A year ago Tuesday, the Times published an article on the science of courage. And roughly half a year ago, I posted about The Upside of Fear, referencing one of the women in this article who is biologically incapable of being afraid. I still believe everything I said then, that there is something to be said for the self-protective element behind natural fearful reactions to danger. Sure, fear can indeed alert us to our surroundings and sometimes save our lives.
But today I think about the unnatural fearful reactions to everyday situations, to the human condition, to tiny threats and imaginary dangers. I think about the fear of funky moles and crow’s feet and weird smells and bad dreams. Of crowded subways and mold and becoming a mother and not becoming a mother. Otherwise known as all the draining, useless fear so quick to appear and hard to spot; the fear that I’d like to let go of this year.
The author of the Times article references the research of Dr.
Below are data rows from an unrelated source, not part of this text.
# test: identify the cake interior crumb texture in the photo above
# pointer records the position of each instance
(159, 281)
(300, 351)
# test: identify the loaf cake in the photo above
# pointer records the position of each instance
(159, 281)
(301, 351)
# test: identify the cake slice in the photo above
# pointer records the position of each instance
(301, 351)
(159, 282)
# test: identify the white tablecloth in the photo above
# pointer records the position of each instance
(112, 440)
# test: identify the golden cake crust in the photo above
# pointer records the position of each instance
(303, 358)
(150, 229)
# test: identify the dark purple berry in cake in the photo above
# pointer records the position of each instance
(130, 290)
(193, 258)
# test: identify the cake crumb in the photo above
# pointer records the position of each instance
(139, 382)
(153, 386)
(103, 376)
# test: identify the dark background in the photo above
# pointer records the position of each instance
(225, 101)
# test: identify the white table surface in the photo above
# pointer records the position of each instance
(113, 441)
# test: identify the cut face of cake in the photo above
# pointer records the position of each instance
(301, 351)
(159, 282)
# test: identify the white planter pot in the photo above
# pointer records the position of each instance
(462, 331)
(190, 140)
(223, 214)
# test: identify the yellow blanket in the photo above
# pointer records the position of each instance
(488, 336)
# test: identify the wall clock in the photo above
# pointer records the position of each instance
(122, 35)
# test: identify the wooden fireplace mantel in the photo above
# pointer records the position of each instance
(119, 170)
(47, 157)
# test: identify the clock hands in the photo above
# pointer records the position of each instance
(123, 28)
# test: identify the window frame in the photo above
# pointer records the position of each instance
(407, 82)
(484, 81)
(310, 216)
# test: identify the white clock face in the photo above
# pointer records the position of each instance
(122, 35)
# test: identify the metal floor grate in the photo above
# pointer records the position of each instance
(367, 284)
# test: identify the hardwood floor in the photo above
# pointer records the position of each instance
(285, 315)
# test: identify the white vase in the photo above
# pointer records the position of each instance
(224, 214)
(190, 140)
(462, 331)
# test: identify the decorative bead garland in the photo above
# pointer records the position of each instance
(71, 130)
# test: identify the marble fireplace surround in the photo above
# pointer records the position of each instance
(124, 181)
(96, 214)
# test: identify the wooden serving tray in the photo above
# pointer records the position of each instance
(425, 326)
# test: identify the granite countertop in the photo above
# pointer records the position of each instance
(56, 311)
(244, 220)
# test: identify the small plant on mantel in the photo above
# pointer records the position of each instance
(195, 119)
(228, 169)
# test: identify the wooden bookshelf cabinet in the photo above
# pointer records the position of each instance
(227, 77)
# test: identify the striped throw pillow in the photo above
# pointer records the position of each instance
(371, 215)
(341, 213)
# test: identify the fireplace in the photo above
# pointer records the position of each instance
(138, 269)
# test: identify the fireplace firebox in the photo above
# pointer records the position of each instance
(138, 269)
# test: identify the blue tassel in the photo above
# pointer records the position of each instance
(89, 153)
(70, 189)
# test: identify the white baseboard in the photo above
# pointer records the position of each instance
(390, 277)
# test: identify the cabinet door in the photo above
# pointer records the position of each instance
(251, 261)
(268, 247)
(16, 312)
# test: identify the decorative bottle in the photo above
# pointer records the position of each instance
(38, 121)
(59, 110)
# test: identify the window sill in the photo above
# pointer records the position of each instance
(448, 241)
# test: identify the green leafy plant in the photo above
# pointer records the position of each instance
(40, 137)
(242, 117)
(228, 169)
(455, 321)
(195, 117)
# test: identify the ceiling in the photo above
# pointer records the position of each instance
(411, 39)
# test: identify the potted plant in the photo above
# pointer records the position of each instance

Rachman in the UK, who “studied the physiology and behavior of paratroopers as they prepared for their first parachute jump.” He determined that there were three different groups of jumpers: the superheroes who displayed few signs of fear and jumped without issue, those whose anxiety kept them in the plane, and those who experienced that same anxiety but jumped anyway. Who do you think he concluded were the most courageous? I’ll give you a hint: it wasn’t the superheroes. And I bet all those guys felt great when they landed safely on the ground.
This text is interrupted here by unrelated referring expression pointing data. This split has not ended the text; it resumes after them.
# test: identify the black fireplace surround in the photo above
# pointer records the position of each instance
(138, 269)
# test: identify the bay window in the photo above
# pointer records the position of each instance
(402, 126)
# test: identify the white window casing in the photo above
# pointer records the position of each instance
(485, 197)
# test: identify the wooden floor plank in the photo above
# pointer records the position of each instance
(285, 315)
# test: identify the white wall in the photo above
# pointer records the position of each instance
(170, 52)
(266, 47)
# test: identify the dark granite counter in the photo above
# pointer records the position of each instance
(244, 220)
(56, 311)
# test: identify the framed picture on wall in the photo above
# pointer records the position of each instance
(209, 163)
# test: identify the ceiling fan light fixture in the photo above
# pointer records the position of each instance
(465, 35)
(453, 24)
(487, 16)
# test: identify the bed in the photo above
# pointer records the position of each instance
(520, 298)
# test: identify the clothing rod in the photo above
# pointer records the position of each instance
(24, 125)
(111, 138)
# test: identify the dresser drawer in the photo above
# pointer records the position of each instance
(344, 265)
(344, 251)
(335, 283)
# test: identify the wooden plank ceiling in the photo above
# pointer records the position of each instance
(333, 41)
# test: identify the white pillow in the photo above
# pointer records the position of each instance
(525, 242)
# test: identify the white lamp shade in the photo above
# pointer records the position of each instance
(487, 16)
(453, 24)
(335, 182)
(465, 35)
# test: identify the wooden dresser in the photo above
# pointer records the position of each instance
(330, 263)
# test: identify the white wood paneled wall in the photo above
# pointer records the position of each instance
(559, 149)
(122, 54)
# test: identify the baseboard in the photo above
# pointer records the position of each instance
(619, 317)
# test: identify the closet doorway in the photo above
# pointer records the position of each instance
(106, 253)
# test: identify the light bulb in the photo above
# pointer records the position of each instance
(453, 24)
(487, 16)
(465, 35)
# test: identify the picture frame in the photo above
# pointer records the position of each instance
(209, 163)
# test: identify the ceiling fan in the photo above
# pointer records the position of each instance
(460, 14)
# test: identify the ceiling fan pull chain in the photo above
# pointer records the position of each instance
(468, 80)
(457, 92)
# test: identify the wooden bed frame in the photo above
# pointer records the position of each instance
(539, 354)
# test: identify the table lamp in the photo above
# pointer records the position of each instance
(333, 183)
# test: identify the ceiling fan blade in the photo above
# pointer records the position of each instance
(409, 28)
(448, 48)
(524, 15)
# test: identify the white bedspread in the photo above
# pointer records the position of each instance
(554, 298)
Courage is defined in the article as “the property of any wallflower who manages to give the convention speech, or the math phobe who decides to take calculus.” It’s not reserved for soldiers on the front lines, for firemen or X-Men—it takes its most honorable form in the ordinary life. In the person who perhaps experiences fear at its height, but doesn’t stay on the plane. It’s why you were more excited when Colin Firth delivered his address in The King’s Speech than you are when Wolverine takes on Magneto. (Weren’t you?? I mean, come on. The drama!)
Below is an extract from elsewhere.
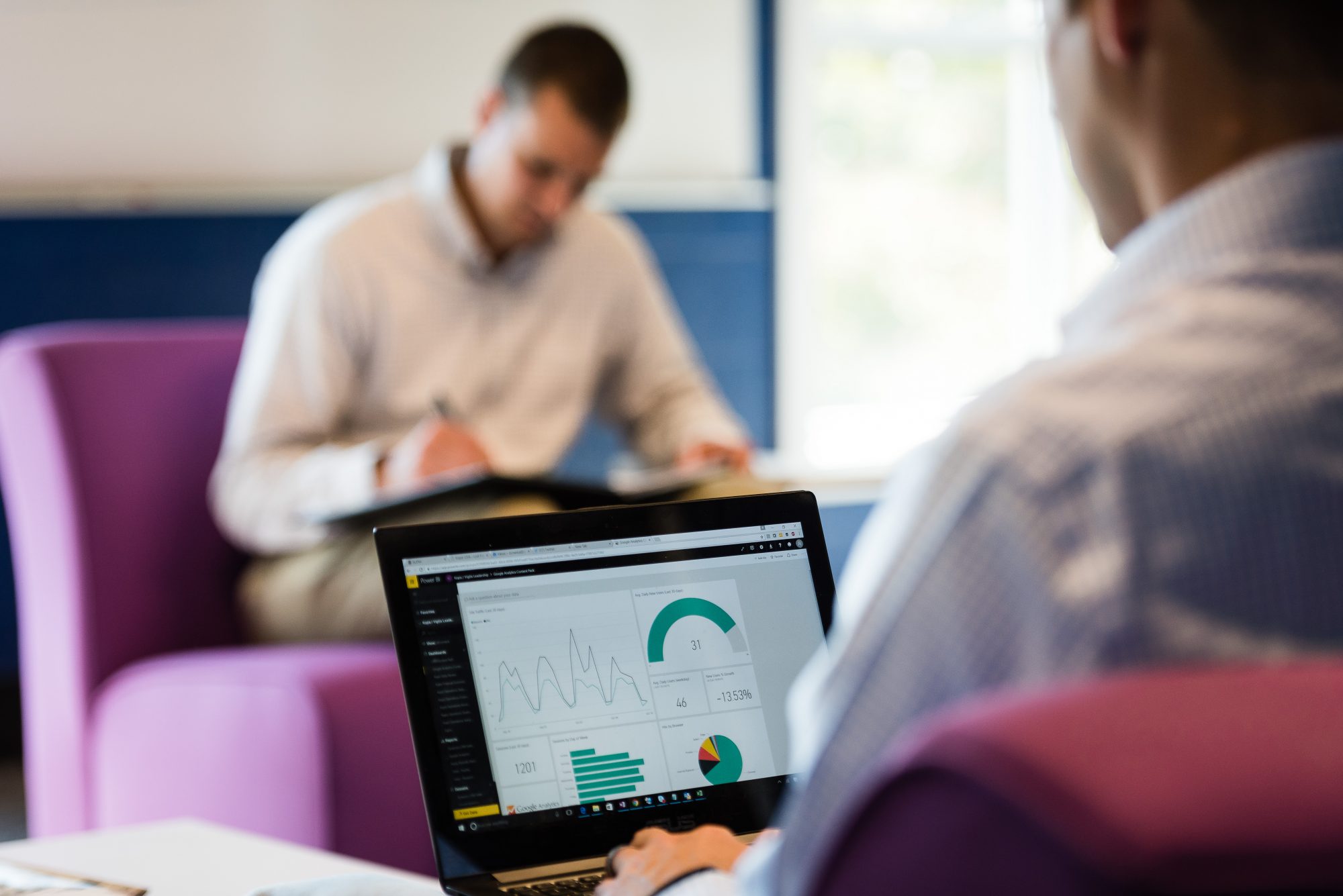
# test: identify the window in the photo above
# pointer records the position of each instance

I like that idea, that in reality I have the capacity to experience the depth of courage, even if the fear overcome is the next person’s day at the beach.
My silly everyday fears don’t paralyze me, but when I remember they’re there I realize how heavy they are to carry. They may slow me down more than I know. So, I don’t think I’m that person yet, that courageous wallflower. But in 2012, I’d like to become her.